Most systems conflate all three into a message history. That kills performance.
Session memory should live in the message array — but summarized, not raw. After 20 turns, compress earlier context into a single system message instead of keeping all 20 turns in context.
Knowledge memory should be separate — a vector database (Pinecone, Weaviate) or a structured key-value store. When you need user context, fetch it explicitly with a tool call, don’t stuff it into the initial prompt.

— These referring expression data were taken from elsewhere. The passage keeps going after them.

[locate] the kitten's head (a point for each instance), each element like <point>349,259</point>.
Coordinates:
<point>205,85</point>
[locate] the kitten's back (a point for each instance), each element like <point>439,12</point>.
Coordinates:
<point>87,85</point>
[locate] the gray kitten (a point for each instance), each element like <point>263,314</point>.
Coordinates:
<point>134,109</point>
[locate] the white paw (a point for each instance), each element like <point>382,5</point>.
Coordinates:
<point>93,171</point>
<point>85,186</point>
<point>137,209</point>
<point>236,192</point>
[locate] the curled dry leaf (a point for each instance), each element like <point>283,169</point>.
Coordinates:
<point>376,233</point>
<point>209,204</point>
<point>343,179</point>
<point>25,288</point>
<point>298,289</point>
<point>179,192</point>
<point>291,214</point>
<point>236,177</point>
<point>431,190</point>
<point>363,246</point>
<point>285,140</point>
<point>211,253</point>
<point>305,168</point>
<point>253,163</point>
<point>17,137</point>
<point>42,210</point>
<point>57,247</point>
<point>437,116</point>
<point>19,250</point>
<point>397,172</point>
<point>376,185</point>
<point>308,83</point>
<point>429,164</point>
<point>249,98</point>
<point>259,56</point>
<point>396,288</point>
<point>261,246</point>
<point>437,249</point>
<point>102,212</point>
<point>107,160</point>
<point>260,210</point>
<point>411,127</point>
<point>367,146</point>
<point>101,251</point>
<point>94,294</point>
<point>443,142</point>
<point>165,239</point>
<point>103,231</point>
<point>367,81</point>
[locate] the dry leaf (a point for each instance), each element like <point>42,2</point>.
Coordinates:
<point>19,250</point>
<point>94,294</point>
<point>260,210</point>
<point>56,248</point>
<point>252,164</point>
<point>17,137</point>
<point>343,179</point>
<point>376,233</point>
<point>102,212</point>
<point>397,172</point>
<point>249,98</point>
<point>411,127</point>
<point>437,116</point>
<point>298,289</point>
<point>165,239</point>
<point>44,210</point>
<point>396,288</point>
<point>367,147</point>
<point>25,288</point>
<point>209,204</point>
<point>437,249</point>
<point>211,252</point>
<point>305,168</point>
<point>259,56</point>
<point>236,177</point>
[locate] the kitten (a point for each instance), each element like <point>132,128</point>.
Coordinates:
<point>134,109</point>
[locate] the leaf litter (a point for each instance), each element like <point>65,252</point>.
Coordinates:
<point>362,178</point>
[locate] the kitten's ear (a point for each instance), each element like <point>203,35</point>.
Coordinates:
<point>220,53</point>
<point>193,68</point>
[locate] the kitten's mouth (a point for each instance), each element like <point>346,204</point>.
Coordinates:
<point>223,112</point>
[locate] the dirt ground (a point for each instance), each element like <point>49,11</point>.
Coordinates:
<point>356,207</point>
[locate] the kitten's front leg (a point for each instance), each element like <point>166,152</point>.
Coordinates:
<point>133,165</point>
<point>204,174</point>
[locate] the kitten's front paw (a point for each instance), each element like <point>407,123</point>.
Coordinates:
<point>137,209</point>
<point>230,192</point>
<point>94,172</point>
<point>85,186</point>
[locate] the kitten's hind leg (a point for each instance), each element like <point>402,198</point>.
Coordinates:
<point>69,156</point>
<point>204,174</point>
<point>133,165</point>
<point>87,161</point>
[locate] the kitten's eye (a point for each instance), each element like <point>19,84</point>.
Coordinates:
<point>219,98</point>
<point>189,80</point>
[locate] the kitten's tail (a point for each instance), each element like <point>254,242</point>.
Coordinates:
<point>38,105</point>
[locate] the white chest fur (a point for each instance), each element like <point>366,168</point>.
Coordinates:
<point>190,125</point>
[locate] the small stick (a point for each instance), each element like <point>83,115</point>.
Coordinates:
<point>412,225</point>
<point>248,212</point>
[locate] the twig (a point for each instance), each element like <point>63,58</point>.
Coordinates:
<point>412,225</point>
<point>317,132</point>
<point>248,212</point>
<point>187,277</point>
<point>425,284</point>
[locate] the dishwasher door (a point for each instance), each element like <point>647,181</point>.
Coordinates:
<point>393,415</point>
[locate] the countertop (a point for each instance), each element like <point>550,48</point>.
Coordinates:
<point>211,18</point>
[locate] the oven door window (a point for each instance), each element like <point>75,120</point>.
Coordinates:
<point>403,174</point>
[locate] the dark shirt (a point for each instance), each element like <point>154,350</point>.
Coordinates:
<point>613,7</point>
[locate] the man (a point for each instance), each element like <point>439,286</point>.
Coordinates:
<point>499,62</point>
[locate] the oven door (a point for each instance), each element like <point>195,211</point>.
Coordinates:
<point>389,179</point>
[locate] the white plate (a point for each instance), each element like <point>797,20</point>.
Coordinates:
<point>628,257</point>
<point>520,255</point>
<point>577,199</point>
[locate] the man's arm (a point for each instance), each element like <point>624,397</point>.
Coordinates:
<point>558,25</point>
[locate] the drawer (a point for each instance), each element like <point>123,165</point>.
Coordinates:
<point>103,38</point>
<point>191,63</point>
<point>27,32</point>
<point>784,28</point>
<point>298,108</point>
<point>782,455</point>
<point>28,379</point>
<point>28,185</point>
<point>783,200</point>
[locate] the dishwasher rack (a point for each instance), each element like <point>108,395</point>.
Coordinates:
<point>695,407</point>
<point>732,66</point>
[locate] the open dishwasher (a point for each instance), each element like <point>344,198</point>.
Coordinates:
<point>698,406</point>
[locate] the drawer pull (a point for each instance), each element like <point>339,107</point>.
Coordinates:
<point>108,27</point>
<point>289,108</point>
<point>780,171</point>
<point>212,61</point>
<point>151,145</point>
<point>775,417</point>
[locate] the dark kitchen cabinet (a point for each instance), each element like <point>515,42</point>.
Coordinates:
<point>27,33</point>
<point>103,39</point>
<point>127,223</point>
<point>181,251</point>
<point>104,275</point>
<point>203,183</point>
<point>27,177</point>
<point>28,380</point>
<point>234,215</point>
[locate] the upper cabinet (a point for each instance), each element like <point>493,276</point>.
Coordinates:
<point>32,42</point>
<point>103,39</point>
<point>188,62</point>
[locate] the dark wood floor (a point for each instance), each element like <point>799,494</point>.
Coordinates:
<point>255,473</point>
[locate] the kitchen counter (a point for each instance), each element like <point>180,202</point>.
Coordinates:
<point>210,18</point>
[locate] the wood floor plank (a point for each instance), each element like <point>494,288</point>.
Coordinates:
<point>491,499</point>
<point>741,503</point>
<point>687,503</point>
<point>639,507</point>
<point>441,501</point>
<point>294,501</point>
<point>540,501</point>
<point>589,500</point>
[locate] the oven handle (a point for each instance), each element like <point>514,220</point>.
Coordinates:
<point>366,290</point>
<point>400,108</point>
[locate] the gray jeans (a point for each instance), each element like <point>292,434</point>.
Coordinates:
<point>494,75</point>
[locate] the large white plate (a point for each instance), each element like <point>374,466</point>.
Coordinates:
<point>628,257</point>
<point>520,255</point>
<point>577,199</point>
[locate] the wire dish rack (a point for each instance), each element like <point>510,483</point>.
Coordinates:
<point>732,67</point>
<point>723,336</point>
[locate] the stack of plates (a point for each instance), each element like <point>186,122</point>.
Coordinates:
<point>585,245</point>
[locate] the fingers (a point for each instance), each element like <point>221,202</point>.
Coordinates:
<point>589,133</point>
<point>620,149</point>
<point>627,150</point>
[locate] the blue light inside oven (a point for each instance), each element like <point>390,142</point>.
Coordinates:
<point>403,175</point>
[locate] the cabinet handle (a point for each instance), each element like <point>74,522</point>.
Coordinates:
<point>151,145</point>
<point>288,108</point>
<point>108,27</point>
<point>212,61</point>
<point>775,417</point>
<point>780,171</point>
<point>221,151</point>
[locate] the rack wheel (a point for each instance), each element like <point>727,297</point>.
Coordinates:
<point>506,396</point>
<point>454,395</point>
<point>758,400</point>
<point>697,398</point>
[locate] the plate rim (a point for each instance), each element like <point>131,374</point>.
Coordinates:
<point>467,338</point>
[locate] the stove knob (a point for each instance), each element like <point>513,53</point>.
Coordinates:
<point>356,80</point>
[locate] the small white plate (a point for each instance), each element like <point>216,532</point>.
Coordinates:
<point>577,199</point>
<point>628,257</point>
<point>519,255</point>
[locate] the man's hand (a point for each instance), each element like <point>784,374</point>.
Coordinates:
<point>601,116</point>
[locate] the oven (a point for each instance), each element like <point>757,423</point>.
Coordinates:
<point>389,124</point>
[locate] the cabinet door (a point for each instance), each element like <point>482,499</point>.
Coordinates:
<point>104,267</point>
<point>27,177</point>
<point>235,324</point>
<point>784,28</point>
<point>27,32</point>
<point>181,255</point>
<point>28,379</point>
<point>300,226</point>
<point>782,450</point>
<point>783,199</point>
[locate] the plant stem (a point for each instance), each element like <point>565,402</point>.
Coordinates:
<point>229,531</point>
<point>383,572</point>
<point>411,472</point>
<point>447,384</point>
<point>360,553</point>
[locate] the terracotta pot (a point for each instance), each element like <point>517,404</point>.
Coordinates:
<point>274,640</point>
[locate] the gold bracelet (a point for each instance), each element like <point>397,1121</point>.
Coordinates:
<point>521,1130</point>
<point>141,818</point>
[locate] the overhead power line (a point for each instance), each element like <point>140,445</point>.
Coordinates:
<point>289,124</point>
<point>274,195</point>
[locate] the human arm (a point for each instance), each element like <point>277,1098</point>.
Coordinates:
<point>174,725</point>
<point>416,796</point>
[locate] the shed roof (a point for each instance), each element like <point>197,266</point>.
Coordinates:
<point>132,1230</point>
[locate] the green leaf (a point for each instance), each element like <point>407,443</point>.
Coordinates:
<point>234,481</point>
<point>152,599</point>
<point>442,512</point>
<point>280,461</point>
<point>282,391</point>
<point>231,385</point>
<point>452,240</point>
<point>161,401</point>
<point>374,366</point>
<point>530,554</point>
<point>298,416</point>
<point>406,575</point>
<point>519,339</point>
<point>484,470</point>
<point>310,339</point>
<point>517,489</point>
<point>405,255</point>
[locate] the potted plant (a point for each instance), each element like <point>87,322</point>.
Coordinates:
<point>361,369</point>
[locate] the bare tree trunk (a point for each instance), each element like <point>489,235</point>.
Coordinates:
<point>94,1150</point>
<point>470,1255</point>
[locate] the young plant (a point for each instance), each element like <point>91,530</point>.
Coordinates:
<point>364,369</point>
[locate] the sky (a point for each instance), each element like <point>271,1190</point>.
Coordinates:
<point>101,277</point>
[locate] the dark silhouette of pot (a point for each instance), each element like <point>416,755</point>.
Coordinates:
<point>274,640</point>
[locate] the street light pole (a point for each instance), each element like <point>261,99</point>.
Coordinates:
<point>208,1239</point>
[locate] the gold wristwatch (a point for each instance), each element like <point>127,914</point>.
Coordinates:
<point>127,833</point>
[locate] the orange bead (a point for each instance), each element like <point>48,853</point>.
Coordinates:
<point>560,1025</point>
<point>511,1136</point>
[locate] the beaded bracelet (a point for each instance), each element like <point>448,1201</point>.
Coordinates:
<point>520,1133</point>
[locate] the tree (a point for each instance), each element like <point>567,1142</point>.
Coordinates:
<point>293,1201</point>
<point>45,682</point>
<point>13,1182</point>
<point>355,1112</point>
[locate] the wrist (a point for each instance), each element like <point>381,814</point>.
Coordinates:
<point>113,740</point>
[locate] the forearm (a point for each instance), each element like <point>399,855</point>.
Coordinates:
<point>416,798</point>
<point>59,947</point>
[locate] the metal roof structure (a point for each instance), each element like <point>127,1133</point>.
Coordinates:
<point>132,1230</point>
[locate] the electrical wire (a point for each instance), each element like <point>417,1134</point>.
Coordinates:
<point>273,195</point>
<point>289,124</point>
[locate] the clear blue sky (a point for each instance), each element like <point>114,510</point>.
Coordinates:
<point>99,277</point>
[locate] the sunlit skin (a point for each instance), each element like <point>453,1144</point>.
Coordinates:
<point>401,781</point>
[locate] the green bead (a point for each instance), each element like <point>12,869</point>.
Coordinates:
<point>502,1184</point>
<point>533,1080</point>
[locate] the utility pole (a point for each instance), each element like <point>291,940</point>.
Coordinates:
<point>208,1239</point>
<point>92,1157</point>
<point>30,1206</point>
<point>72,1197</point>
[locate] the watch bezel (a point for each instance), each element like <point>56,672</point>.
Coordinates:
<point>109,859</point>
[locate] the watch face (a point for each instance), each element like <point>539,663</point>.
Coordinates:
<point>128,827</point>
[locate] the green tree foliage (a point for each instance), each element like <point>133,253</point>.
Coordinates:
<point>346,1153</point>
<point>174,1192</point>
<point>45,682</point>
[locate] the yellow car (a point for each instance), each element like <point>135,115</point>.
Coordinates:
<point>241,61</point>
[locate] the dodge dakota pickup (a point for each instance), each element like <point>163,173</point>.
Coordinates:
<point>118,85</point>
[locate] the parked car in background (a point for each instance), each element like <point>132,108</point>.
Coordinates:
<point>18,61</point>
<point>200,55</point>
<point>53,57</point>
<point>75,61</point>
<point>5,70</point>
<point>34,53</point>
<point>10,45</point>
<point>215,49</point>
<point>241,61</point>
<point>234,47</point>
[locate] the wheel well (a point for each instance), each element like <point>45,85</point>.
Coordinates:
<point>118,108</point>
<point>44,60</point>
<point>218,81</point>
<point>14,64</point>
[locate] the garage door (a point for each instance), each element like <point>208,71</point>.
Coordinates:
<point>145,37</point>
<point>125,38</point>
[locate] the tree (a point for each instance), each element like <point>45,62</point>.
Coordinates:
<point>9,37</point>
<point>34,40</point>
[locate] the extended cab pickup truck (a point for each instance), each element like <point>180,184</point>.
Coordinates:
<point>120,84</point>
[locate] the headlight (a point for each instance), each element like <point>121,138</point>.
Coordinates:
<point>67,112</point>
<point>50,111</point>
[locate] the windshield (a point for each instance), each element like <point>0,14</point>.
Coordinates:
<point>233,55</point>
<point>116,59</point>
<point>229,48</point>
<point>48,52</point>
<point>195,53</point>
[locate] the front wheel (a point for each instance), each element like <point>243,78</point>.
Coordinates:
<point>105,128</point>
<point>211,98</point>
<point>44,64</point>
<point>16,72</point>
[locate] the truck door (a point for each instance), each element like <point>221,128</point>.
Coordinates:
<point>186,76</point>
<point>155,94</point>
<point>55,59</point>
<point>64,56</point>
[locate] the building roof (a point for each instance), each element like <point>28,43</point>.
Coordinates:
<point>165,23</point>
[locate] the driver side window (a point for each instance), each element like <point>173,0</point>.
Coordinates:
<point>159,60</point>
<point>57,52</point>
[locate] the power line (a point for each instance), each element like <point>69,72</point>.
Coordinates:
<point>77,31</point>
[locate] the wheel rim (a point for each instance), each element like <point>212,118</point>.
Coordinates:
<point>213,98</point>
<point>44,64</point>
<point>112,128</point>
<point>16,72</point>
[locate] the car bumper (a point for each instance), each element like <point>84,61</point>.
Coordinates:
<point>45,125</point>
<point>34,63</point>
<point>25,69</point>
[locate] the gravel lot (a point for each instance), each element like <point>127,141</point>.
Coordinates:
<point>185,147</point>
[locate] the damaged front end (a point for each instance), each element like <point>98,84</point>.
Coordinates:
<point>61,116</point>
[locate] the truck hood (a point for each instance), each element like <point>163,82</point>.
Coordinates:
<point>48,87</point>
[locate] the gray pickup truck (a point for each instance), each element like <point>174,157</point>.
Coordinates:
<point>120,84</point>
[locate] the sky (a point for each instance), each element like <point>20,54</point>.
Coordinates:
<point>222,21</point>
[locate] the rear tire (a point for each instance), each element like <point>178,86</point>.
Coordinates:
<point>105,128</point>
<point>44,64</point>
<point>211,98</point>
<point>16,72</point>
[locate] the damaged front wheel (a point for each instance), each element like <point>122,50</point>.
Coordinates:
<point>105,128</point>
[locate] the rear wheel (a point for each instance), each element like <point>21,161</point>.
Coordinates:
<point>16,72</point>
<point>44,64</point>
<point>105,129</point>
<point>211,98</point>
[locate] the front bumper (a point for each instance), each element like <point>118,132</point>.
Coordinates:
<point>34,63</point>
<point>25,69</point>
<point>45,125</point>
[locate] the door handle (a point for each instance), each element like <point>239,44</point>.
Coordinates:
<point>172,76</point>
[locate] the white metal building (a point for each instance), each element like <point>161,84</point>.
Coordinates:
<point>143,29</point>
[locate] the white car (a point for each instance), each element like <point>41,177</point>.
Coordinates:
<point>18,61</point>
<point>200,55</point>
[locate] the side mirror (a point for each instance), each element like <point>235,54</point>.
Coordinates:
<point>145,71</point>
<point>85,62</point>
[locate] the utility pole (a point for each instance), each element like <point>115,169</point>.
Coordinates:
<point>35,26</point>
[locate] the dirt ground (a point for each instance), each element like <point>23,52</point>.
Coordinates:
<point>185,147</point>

Execution memory should be an explicit log. Before the agent tries a tool, check if it’s already attempted that tool in this session. If it failed last time, pass that failure to the LLM as context.
Example structure:
{
"session_id": "conv_12345",
"user_goal": "Update billing address and confirm new payment method",
"session_context": "User has active subscription. Previously tried to update payment in December but process failed.",
"execution_log": [
{"tool": "fetch_user_profile", "status": "success", "timestamp": "2025-01-15T10:22:00Z"},
{"tool": "validate_address", "status": "failed", "error": "Postal code invalid", "timestamp": "2025-01-15T10:22:15Z"}
],
"knowledge_refs": ["user_payment_history", "subscription_terms"],
"messages": [
{"role": "user", "content": "Update my address..."},
{"role": "assistant", "content": "I'll help with that..."}
]
}
Do This Today
Pick one tool your agent needs to call. Write out the schema with a 3-sentence description, list every parameter with its format and constraints, and define the exact shape of the response. Test it by hand — feed the schema to Claude or GPT-4o and ask it to call the tool. If it calls it wrong, your schema is incomplete.